I was just doing some reading yesterday and saw that PandaBear, MD’s blog is now being archived over at SDN. I’ve stayed subscribed to his original site’s feed since he retired just in case he ever popped back in to say anything. As I wandered over to the SDN archive expecting to find a 1:1 copy of his original site, I saw that he actually started writing again on this new site back in March! This just made my day. I’ve got some serious catching up to do! If you’ve never read Panda’s blog, you can start with some things that I thought were notable. Enjoy!
Well after years of writing, it appears that Panda Bear, M.D. is throwing in the towel on his blog. His was one of the few blogs I read regularly, and it’s one that no doubt has left an impact on my past and future as a physician. He says that he’ll be working on a book at some point in the future, and that’s one I’ll definitely look forward to reading. So long, Dr. Bear. Your insight, honesty, and sardonic humor will truly be missed, especially by the up-and-coming who have not yet encountered your work.

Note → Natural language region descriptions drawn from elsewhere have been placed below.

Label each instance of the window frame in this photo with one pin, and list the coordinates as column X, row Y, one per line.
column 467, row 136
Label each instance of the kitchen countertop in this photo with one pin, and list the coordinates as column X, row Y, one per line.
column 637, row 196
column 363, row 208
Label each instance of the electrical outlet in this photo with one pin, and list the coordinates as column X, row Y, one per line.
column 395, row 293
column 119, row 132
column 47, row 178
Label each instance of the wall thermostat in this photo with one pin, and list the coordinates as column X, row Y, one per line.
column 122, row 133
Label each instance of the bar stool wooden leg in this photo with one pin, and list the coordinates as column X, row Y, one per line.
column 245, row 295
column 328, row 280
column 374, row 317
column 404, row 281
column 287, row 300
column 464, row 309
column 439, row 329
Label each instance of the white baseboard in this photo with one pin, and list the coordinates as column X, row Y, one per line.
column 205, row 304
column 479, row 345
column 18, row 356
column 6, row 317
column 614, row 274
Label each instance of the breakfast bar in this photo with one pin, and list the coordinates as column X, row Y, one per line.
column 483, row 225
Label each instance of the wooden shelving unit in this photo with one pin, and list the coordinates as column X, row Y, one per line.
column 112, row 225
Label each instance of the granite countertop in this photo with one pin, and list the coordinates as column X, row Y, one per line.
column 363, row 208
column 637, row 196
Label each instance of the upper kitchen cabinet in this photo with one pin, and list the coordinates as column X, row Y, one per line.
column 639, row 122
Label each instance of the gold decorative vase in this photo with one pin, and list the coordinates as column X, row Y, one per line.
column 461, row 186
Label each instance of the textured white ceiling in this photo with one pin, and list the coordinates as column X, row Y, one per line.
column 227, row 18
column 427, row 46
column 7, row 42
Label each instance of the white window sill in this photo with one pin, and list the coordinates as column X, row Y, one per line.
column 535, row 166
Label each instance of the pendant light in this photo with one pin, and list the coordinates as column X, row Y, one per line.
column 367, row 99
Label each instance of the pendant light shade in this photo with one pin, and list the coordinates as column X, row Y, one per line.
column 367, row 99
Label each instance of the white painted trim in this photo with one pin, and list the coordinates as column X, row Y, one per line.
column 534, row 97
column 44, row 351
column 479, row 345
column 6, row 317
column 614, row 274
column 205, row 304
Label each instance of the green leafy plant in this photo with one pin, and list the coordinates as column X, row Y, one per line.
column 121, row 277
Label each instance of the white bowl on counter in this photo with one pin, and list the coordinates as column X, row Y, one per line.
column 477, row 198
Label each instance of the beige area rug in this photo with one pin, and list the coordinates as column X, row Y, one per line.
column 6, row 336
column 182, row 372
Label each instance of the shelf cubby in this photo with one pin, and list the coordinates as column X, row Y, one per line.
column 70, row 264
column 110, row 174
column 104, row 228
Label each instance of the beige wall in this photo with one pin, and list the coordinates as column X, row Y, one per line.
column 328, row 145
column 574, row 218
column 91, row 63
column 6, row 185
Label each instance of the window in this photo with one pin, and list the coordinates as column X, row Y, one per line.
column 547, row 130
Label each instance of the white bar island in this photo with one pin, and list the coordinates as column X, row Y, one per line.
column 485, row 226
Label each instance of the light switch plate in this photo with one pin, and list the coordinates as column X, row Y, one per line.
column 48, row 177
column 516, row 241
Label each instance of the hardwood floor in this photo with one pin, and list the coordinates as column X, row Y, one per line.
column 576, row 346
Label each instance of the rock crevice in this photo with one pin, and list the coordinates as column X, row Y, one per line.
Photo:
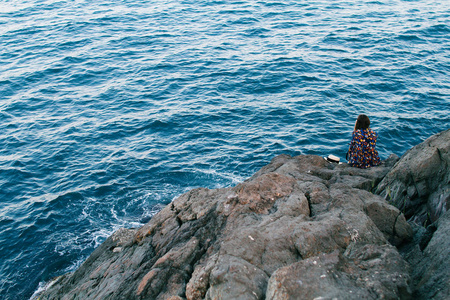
column 300, row 228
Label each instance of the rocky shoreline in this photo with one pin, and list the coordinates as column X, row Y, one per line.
column 300, row 228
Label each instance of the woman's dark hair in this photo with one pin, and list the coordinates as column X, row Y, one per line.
column 362, row 122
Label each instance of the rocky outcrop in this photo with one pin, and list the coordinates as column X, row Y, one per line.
column 300, row 228
column 420, row 183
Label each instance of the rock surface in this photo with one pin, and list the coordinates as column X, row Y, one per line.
column 300, row 228
column 419, row 184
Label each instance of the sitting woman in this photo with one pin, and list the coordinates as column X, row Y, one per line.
column 362, row 152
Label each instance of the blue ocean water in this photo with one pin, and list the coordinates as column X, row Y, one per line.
column 110, row 109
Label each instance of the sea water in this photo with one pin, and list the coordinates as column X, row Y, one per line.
column 111, row 109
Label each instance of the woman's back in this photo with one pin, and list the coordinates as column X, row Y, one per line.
column 362, row 152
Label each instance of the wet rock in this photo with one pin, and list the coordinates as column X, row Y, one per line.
column 419, row 184
column 300, row 228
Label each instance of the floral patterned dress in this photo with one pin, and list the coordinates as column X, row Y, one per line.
column 362, row 152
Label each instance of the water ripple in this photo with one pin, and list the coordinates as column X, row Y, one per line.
column 110, row 110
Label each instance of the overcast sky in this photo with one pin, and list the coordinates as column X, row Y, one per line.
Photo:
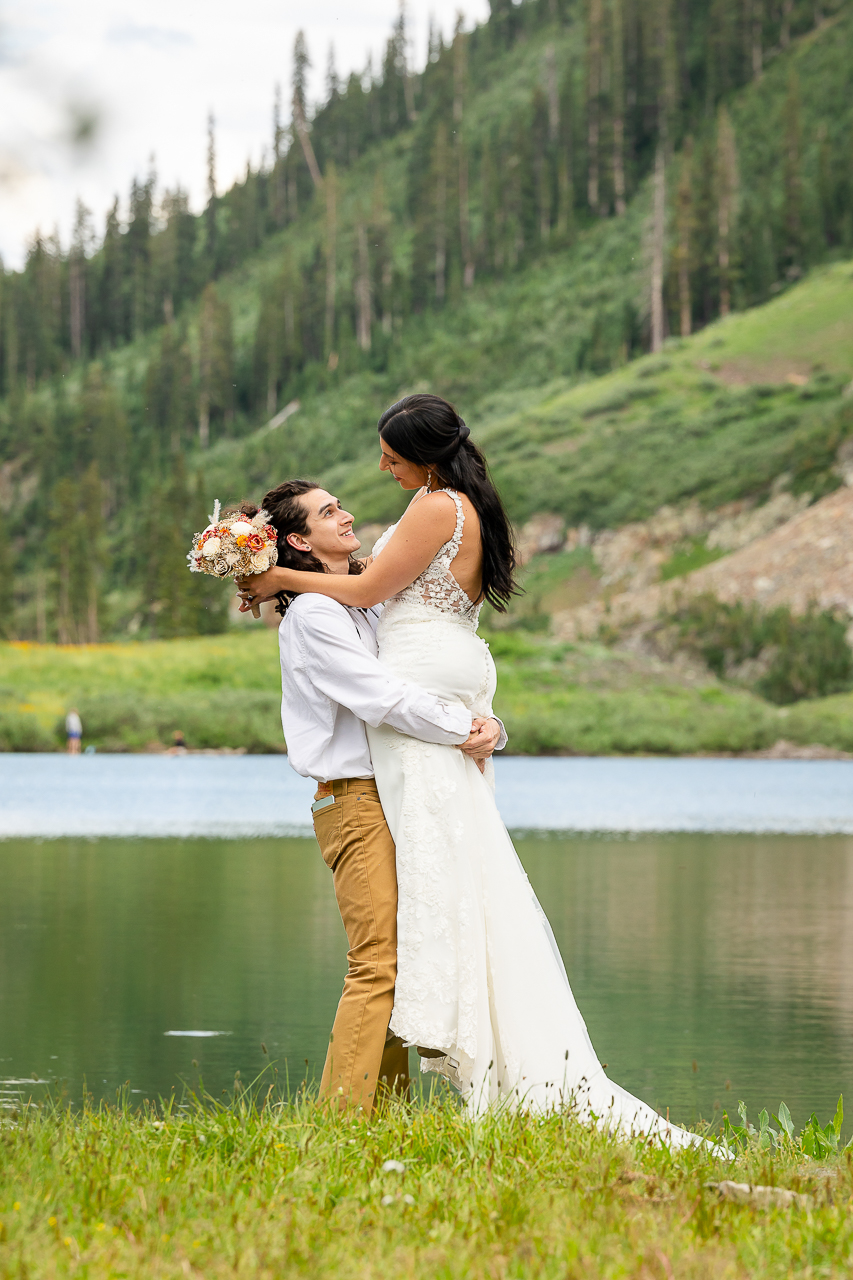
column 129, row 81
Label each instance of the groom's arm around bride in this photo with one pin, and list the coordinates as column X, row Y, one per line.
column 332, row 685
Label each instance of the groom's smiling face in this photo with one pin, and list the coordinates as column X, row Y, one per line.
column 329, row 530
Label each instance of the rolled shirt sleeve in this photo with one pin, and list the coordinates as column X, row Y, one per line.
column 342, row 670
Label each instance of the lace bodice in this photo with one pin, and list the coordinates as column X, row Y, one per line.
column 437, row 588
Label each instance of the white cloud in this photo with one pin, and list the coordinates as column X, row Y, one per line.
column 147, row 81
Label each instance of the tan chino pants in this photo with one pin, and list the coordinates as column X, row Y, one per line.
column 356, row 845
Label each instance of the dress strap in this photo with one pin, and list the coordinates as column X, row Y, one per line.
column 455, row 542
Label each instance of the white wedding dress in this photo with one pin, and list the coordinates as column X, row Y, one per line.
column 479, row 974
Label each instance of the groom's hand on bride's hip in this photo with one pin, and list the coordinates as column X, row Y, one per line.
column 256, row 589
column 483, row 739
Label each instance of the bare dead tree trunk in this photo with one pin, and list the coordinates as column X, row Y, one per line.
column 363, row 291
column 441, row 213
column 593, row 99
column 553, row 94
column 784, row 35
column 757, row 32
column 658, row 232
column 206, row 338
column 41, row 609
column 617, row 73
column 409, row 85
column 76, row 289
column 464, row 215
column 92, row 611
column 64, row 620
column 726, row 182
column 331, row 257
column 685, row 224
column 305, row 138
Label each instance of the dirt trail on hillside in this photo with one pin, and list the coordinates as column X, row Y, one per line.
column 806, row 561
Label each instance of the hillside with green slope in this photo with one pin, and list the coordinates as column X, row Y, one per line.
column 483, row 228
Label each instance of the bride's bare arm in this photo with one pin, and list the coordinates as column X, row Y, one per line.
column 420, row 534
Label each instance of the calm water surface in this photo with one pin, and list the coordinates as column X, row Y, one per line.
column 710, row 968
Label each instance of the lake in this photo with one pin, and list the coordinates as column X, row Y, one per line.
column 711, row 964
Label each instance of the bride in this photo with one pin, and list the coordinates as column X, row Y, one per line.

His “My Personal Statement” is a classic Panda take on the AMCAS Personal Statement for medical school applications.
PandaBear made a good point about the incentives for terminating futile medical care:
My third point is that there is no incentive at any level of the medical industry to use a little common sense. At the high end, physicians risk severe legal consequences for not doing exactly what the family wants no matter how unrealistic. So dangerous is the legal terrain in this area of medicine that most hospitals have an ethics committee part of whose purpose is to spread legal responsibility. In many cases, however, there is no financial incentive to withdraw care as Medicare makes no distinction between the living and the living dead. At the patient end, the families have no financial stake in any of the decisions they make. If we but charged the families a small fraction of the cost for futile care or, more diabolically, had payment garnished from the patient’s estate upon their death, the families would be looking for the plug, especially in the cases where the ICU serves as an expensive funeral home where families can meet to see the body. If the family ever says, “We want to keep Uncle Joe on the ventilator until the rest of the family can fly in from Seattle,” they should be responsible for the full cost of the additional stay. –PandaBear, M.D.
I thought it was important that he emphasized that this is futile medical care and not simply medical care for the elderly as it may seem in some of his other posts. The point being that this is wasting a lot of money!